70% of our production is exported. We still had a very large exposure to international markets, and the Chinese market is an extremely unstable market that reacts without warning and in a very, very random way. From one day to the next, it can strip a factory of its certificate in order to be able to export. This is one of the premises for all of this. Then, of course, there was COVID-19, the closure of slaughterhouses and the departure of a lot of workers from these slaughterhouses. We are happy that today we have solved the problem of bringing in foreign workers because it was a difficult period for two years. It was extremely difficult for the processors. Today, we can count on these workers who have been returning for a few months. It is sure that it will bring back profitability.

As much as we could be proud when Olymel managed to do well on the international, Canadian and American scene as after that, we can arrive and say: “Ah! It makes no sense, there is a quasi-monopoly. “Me, I do not embark on this kind of speech there. I rather embark on a vision of how to do better, together.

I produce 36,000 pigs a year. I have about two-thirds of them going to the ASTA slaughterhouse in Saint-Alexandre and about a third that I send to an Olymel slaughterhouse.

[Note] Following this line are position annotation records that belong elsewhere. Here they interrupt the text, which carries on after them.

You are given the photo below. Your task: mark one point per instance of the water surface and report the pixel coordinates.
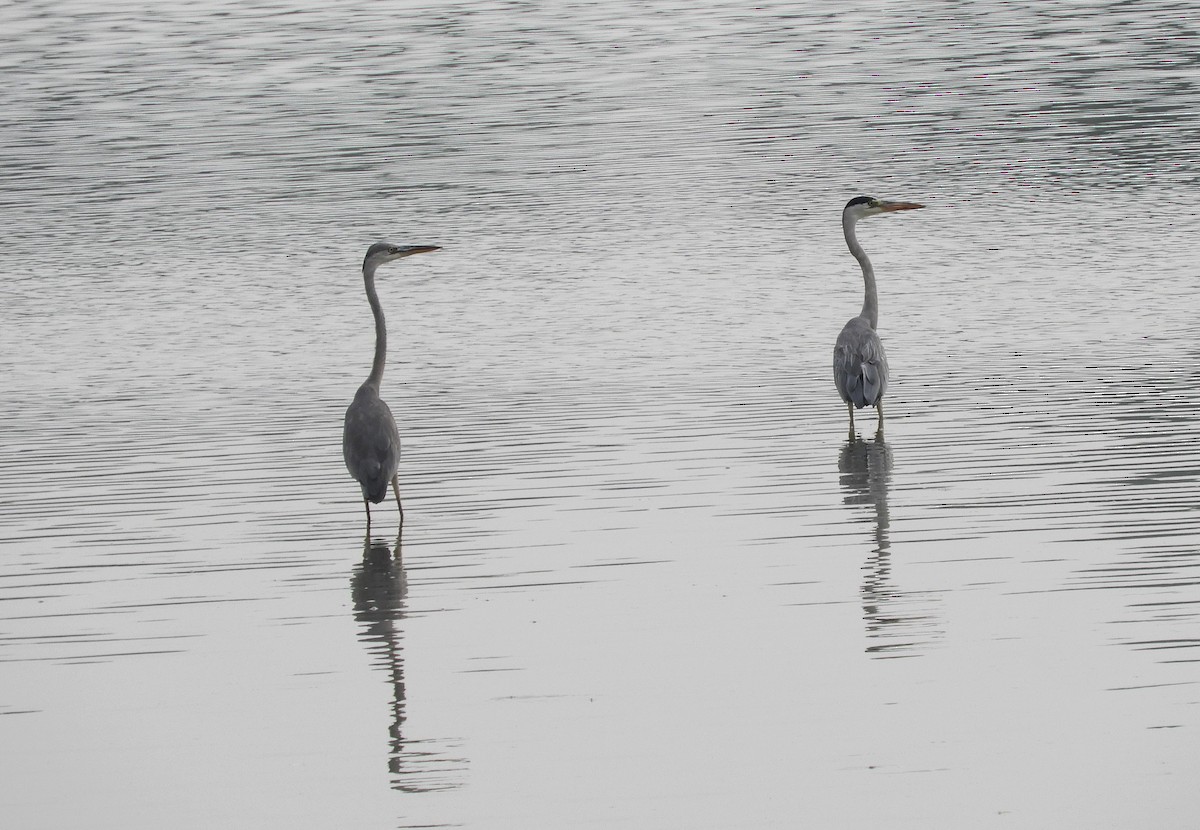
(647, 579)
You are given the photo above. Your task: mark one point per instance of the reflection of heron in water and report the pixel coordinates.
(865, 469)
(378, 589)
(370, 439)
(859, 365)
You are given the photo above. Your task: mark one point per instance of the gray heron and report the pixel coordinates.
(370, 439)
(859, 365)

No no no. Are you asking me if I have a possibility of a conflict of interest in the negotiation or if I feel, let’s face it, vulnerable? I have always had the chance to say that I am quite independent in my head, and in my head, as an independent, there is no one who makes me bow down.

It’s a good question. Me, I always come back to: what does the industry bring in compared to this money that is invested? The spinoffs across the regions are $3.3 billion. A report produced by Raymond Chabot showed that for every dollar the government invests in pork production, there was $12 in direct benefits.

Morale is difficult because we have been going through a more difficult period for years. Until now, I have avoided going too public because I wanted to maximize my time in relation to the [negotiation of the] agreement [of marketing]. There, I think things are progressing very well, so we will be able to give this message of the future to the pork sector, because we believe in it, in this future.